Who were these messages for? Other Hongkongers? Do we need a reminder of the hurt we carry with us? Or was it for the Taiwanese, who live in the shadow of a variation on the same threat, the potential obliteration of freedoms not so much enjoyed as simply a fact of life here, evident as air? Or were they for the writers themselves, a way to reckon with the emotions swirling just beneath the surface, a way to feel like we’re doing something?
After Hong Kong, Taiwan is an uneasy reality to inhabit. When war broke out in Ukraine I found myself compulsively Googling things like “how to stop haemorrhaging”. I watched YouTube videos of a former marine placing tranches of duct tape on his arm to demonstrate how to sew a wound back together. I took notes, just as I do when I watch videos on how to cook Cantonese food. I spent hours online searching for water filters and space blankets and whistles and a solar-powered radio. When I went into 7-Eleven, I found myself scanning the shelves for food that would last, preparing for a future in which the buildings around me had been reduced to rubble.
‘It could all turn to dust’
When asked how I feel about impending war, I say, “After Hong Kong, I can’t afford to be optimistic.” Having lived through the unfathomable there, I know now that just because something is unthinkable doesn’t mean it won’t happen. In my reluctant preparation for possible war, I recognise the mental reflex developed by those of us who have watched the demise of Hong Kong in the past two years: if you expect the worst, it becomes slightly more bearable when it eventually happens.
Anecdotally, many Hongkongers who have come to Taiwan are now leaving again, frustrated by the government’s lack of transparency and the tangle of a slow-churning bureaucracy that has allowed them to come here but not to put down roots. Hong Kong has faded into a pitiful memory for many Taiwanese, but no longer an urgent one, no longer an existential mirror.
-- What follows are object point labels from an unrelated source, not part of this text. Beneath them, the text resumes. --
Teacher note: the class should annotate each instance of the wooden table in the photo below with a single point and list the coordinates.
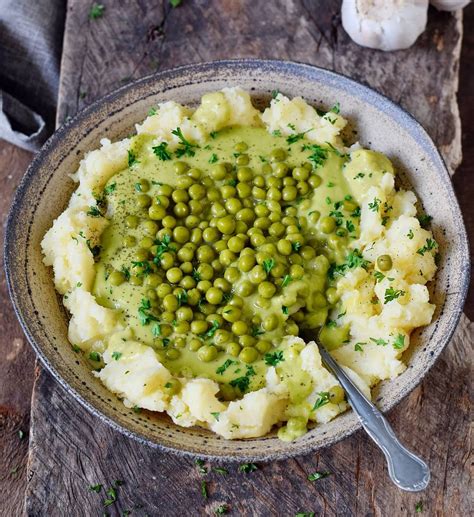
(69, 450)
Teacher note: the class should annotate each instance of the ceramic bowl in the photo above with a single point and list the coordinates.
(45, 190)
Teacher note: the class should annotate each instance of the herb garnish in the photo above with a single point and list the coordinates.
(322, 400)
(132, 158)
(272, 359)
(187, 148)
(224, 366)
(392, 294)
(161, 151)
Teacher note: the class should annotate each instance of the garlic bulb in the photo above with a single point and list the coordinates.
(384, 24)
(449, 5)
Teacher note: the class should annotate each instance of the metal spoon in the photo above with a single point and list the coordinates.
(407, 471)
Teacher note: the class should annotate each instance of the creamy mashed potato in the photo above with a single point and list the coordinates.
(372, 286)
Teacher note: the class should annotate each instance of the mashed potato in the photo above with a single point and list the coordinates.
(375, 306)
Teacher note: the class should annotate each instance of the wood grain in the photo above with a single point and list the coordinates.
(17, 364)
(71, 450)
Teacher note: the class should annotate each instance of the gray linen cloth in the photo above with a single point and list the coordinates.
(31, 33)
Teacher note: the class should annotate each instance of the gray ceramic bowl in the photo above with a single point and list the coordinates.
(46, 187)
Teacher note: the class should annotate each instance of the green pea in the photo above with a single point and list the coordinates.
(277, 155)
(300, 173)
(132, 221)
(257, 275)
(240, 147)
(263, 346)
(332, 296)
(195, 345)
(245, 288)
(228, 192)
(226, 225)
(180, 167)
(236, 244)
(227, 257)
(197, 191)
(184, 313)
(181, 210)
(233, 349)
(143, 200)
(199, 327)
(248, 354)
(266, 289)
(232, 274)
(296, 271)
(315, 180)
(218, 171)
(214, 295)
(167, 261)
(289, 193)
(270, 322)
(243, 159)
(174, 275)
(207, 353)
(116, 278)
(327, 224)
(129, 241)
(244, 190)
(156, 212)
(384, 262)
(205, 254)
(136, 280)
(181, 234)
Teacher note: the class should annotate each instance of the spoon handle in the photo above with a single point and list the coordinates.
(406, 470)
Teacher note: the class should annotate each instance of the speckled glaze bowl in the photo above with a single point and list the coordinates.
(46, 188)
A man sits on a rock overlooking the Taipei 101 tower. Photograph: Carl Court/Getty Images
But beyond those reasons is an overarching worry: even if they did stay, their lives would be tied to Taiwan’s own ambivalent future. Because to be here is to live with the knowledge that it can all come crumbling down. When Nancy Pelosi came and China threw a military tantrum, I sat in our new living room with the possibility that it could all turn into dust around me.
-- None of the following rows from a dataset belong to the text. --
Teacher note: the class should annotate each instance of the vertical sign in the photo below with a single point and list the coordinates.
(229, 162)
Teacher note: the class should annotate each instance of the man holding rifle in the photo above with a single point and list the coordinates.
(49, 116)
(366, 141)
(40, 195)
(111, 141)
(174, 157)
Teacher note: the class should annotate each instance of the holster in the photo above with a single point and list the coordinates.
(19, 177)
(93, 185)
Still, I’m surrounded by Taiwanese who are completely unfazed. Living under the threat of the obliteration of home is just a premise of life here, the barrier to entry for life on this charmingly frustrating island.
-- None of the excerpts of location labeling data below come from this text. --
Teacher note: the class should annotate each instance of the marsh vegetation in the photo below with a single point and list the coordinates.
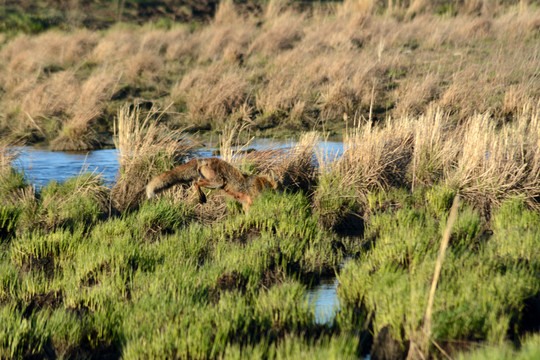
(440, 102)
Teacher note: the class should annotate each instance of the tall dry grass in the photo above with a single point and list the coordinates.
(284, 68)
(487, 162)
(146, 148)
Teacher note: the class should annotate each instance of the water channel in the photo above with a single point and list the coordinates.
(41, 165)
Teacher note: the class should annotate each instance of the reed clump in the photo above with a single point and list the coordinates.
(146, 149)
(281, 68)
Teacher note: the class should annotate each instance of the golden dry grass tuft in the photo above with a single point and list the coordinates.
(283, 68)
(146, 148)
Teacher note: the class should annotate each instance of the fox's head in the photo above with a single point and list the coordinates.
(265, 182)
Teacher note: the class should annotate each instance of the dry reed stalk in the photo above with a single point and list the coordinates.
(419, 348)
(294, 168)
(377, 157)
(145, 149)
(229, 149)
(497, 163)
(8, 153)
Some sentimental part of me wants to think that life here is everyday resistance. That the calm cafes and small dogs in prams and the snail-paced service – the utter banality of the day-to-day – is a constant middle finger to the regime that has already obliterated life as we knew it in Hong Kong. It’s a way for me to wrench from my life here a sense of continuation of what we’ve lost, a way to turn life in Taiwan into one continuation of the Hong Kong story.
Recently, when I went to my local pet store to buy dog food, the salesperson gave me the lottery receipt I’d left behind on my last visit. They’d kept it in a drawer for me, for the next time I came in. I felt a jolt of surprise, and then something deeper: like nostalgia, but toward the future. Later I came to understand it as a kind of relief at being seen, at the beginnings of recognition that precede a sense of belonging.
To lose Hong Kong and choose to rebuild in Taiwan is a recentering, a way of moving forward in a reality we have no choice but to inhabit. There’s no running away from the continuing pain of turning our backs to a disappearing Hong Kong. But at least we can continue our lives in a place that kind of understands.
And after Hong Kong, choosing to rebuild here means choosing uncertainty: the place where we’ve chosen to rebuild could very well be the next place to disappear. Life in Taiwan after Hong Kong is not easy. But it can be meaningful.